In 1983, while assigned to an elite tank division at Fort Stewart, Ga., he was tapped to coordinate the task force that invaded Grenada. Revolutionaries had staged a coup, killed the prime minister and, with Cuban aid, were building an airfield, purportedly to supply Latin American insurgents. It was also feared that American medical students on the island might become hostages. Operation Urgent Fury suppressed the rebels, restored order and brought the students home safely.

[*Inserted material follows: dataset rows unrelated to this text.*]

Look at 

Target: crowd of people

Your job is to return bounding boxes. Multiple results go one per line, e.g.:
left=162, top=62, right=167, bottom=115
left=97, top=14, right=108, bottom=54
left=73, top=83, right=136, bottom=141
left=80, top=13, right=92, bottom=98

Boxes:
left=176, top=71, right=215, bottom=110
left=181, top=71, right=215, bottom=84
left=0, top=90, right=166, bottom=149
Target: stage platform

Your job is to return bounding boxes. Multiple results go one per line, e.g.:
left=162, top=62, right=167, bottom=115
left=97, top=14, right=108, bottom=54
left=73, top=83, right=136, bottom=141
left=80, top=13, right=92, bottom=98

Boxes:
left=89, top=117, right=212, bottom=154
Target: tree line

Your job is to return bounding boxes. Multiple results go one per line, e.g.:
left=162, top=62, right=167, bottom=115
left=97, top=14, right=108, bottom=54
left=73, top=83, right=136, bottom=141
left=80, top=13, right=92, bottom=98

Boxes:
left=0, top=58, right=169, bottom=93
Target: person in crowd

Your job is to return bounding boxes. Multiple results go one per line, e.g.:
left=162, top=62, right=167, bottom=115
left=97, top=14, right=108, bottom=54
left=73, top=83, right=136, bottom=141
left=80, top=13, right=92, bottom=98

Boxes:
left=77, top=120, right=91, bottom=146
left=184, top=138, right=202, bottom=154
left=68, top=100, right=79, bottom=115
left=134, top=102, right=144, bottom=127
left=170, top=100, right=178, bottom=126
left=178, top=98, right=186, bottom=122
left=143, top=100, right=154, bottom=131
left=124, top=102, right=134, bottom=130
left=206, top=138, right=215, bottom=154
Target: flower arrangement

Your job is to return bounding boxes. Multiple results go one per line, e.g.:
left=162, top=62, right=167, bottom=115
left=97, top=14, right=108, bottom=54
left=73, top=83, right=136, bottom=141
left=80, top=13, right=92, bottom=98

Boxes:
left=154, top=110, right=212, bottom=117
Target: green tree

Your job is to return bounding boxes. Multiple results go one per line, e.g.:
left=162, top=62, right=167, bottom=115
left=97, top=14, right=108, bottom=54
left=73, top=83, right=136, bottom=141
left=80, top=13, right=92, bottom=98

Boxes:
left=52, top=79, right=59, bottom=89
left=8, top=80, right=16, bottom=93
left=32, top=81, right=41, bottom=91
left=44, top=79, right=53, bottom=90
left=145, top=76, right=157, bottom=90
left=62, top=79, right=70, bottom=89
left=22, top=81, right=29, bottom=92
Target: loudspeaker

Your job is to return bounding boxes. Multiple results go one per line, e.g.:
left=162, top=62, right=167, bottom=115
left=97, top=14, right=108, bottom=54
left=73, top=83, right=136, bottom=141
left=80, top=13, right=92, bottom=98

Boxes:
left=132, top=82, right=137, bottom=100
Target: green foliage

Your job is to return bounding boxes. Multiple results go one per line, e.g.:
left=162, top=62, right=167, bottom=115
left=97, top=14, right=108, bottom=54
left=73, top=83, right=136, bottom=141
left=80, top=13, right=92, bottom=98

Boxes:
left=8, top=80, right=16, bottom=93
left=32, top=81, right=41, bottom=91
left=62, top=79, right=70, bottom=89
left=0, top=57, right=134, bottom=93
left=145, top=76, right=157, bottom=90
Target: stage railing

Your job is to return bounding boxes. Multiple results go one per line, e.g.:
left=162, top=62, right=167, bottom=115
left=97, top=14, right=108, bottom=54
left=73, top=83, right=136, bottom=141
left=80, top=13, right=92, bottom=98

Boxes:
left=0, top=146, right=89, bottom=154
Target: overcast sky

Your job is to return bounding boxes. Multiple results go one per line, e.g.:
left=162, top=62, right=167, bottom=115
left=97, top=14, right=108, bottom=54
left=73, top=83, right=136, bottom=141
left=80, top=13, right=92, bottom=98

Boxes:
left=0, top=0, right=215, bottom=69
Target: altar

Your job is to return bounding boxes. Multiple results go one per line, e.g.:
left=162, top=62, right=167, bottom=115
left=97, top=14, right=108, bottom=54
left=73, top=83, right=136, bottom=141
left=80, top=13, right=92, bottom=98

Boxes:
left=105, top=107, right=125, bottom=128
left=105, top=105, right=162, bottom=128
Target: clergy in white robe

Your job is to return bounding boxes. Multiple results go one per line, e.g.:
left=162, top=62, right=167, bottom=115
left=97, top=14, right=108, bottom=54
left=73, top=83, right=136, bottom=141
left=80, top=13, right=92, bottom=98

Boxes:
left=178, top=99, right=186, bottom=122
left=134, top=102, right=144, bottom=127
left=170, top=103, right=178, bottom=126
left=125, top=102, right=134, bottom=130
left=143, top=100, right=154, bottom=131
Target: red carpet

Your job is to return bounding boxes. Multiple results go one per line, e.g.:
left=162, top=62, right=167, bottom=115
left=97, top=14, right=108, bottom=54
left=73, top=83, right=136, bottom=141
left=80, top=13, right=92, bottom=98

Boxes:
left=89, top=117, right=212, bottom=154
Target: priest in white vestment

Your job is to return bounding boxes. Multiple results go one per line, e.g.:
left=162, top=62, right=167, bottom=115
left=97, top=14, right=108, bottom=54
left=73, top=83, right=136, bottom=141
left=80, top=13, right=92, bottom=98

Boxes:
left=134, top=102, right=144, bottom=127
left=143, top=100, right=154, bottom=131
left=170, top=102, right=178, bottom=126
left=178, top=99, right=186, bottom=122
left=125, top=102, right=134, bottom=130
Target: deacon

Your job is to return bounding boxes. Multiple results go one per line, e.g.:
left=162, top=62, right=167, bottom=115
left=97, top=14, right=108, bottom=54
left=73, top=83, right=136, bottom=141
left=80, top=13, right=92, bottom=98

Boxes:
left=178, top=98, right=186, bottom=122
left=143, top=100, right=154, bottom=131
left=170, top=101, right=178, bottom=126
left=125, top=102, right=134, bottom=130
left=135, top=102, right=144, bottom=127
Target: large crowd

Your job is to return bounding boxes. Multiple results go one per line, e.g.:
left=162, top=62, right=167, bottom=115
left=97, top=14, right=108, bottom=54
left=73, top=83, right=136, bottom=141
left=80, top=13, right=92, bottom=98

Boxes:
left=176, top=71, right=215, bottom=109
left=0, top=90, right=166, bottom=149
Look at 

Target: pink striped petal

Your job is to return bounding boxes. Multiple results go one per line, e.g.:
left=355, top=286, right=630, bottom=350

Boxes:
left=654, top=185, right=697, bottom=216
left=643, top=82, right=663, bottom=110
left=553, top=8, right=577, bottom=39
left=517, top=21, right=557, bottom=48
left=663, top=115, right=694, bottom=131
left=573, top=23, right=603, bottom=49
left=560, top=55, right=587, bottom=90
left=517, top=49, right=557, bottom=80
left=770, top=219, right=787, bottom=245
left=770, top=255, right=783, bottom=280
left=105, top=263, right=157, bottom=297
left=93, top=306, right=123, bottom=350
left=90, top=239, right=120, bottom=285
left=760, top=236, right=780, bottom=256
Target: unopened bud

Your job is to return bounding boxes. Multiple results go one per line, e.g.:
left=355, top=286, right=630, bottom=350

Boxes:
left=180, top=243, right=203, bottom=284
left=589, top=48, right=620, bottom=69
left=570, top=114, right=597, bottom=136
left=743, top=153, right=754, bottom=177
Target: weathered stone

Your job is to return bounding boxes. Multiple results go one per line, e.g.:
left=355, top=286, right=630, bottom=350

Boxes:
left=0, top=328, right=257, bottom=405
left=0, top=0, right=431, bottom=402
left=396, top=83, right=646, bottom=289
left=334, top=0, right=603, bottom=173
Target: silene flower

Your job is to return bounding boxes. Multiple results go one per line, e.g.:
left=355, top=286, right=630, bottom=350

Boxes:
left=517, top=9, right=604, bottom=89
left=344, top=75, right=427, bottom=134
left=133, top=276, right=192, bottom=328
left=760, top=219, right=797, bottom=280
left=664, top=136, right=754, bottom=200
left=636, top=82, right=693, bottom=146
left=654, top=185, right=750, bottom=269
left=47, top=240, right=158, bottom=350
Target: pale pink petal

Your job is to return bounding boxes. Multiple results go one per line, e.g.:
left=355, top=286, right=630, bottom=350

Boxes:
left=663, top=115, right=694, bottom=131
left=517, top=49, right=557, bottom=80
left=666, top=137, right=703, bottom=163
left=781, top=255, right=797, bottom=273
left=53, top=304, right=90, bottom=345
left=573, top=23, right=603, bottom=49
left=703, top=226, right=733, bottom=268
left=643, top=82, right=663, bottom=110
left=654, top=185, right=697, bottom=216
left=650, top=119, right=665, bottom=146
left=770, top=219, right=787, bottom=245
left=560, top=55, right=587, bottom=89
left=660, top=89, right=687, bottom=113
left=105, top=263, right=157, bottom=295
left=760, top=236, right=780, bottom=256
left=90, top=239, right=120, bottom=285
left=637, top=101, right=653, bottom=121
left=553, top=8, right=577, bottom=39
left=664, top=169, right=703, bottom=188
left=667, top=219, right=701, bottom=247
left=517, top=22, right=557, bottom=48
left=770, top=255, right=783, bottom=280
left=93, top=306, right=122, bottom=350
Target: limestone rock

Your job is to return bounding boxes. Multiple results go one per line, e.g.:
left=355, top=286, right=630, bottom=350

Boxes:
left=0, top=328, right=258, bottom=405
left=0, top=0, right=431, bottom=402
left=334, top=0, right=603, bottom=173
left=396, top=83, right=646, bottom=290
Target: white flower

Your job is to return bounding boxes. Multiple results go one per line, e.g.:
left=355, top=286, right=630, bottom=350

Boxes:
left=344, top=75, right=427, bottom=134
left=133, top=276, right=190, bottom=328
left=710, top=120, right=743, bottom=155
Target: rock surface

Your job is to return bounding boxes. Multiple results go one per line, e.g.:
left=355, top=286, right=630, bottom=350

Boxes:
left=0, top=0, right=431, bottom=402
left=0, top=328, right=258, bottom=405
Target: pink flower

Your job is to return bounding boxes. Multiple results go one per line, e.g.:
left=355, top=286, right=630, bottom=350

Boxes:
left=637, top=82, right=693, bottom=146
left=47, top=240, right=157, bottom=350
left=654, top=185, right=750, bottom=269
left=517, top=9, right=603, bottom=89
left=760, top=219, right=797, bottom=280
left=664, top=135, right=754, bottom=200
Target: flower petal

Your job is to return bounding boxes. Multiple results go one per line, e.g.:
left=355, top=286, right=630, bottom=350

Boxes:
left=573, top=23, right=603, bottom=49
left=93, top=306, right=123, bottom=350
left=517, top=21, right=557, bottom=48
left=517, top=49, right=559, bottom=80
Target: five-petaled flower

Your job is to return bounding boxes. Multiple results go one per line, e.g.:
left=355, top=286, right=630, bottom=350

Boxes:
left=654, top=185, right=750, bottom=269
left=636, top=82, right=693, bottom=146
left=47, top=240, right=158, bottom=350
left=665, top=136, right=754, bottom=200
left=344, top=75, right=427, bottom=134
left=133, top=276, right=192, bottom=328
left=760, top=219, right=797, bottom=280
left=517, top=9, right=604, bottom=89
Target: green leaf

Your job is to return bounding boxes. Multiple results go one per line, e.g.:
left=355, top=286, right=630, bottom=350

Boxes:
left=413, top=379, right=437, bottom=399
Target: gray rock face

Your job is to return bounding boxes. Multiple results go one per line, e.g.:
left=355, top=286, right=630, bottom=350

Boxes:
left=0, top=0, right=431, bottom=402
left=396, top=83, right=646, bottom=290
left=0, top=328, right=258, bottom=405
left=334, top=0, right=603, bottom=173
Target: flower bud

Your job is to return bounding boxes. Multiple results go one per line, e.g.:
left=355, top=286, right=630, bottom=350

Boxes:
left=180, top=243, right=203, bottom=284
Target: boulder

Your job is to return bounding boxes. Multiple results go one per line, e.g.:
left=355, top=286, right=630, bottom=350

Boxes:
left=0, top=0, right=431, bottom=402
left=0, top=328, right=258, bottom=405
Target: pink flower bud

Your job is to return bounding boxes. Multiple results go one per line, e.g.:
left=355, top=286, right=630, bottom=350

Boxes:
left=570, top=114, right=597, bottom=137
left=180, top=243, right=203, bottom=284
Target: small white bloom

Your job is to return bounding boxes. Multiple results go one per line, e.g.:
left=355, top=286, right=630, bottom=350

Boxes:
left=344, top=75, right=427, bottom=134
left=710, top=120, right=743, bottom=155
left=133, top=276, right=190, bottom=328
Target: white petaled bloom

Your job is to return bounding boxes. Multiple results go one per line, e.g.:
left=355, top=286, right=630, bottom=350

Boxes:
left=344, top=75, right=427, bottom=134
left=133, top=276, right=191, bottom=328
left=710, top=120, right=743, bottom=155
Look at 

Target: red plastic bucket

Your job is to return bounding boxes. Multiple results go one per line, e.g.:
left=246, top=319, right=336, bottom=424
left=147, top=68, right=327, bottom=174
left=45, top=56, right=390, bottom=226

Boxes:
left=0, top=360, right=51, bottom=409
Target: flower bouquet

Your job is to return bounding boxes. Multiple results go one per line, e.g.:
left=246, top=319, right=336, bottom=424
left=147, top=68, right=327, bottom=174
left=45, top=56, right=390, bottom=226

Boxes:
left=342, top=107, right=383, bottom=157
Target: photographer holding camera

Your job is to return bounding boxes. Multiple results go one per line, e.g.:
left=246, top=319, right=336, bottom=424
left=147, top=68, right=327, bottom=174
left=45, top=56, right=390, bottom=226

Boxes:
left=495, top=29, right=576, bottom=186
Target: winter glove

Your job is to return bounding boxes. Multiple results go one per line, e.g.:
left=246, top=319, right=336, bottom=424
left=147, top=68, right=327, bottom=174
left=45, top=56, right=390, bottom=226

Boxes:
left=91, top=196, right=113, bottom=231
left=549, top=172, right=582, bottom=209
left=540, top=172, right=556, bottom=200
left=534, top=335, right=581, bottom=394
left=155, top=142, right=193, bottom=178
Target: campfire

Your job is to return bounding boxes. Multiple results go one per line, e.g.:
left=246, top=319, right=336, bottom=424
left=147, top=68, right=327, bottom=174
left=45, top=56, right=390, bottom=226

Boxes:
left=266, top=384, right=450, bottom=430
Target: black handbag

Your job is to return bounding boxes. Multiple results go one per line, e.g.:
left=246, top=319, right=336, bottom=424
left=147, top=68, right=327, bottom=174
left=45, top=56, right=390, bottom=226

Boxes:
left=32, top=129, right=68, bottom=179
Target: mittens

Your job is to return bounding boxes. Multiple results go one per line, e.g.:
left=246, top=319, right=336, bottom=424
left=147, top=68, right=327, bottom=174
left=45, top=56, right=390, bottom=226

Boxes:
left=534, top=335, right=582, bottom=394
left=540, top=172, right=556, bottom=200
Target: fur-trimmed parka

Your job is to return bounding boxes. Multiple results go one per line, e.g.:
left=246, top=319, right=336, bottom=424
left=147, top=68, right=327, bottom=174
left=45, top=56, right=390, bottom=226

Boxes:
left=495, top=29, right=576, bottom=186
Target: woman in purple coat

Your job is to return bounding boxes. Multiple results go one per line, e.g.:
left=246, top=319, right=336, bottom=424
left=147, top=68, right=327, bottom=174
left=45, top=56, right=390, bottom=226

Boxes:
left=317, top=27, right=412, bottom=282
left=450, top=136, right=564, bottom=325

In 1988, General Schwarzkopf was given his fourth star and named commander of the United States Central Command at MacDill Air Force Base in Tampa, supervising military activities in 19 countries in the Middle East, the Horn of Africa and the Persian Gulf. He developed contingency plans for war in Iraq, and two years later they were needed.
On Aug. 2, 1990, Iraqi forces occupied Kuwait. General Schwarzkopf moved his headquarters to Riyadh, Saudi Arabia, and amassed hundreds of ships, thousands of aircraft and 765,000 allied troops, including 540,000 Americans and large Arab contingents under Prince Khaled bin Sultan of Saudi Arabia, who was co-commander in the gulf war. A trade embargo and warnings failed to force an Iraqi withdrawal from Kuwait, and after a deadline passed on Jan. 15, 1991, the world’s first heavily televised war began.
Audiences saw live missiles striking targets and fighters taking off from aircraft carriers. Cable news delivered continuous reports, and networks anchored newscasts from Baghdad. In Riyadh, General Schwarzkopf controlled the flow of information in briefings. Some reporters were allowed into the field, subject to military supervision and censorship. The result was a dramatic war — and a highly visible commander in fatigues.
The ground war was over in a few days, thanks to what he called his “left hook” strategy, in which he placed forces behind enemy lines for a swift, decisive strike.
The general supported Mr. Bush’s presidential campaigns in 2000 and 2004 and Senator John McCain’s 2008 race against Senator Barack Obama, but he never ran for political office.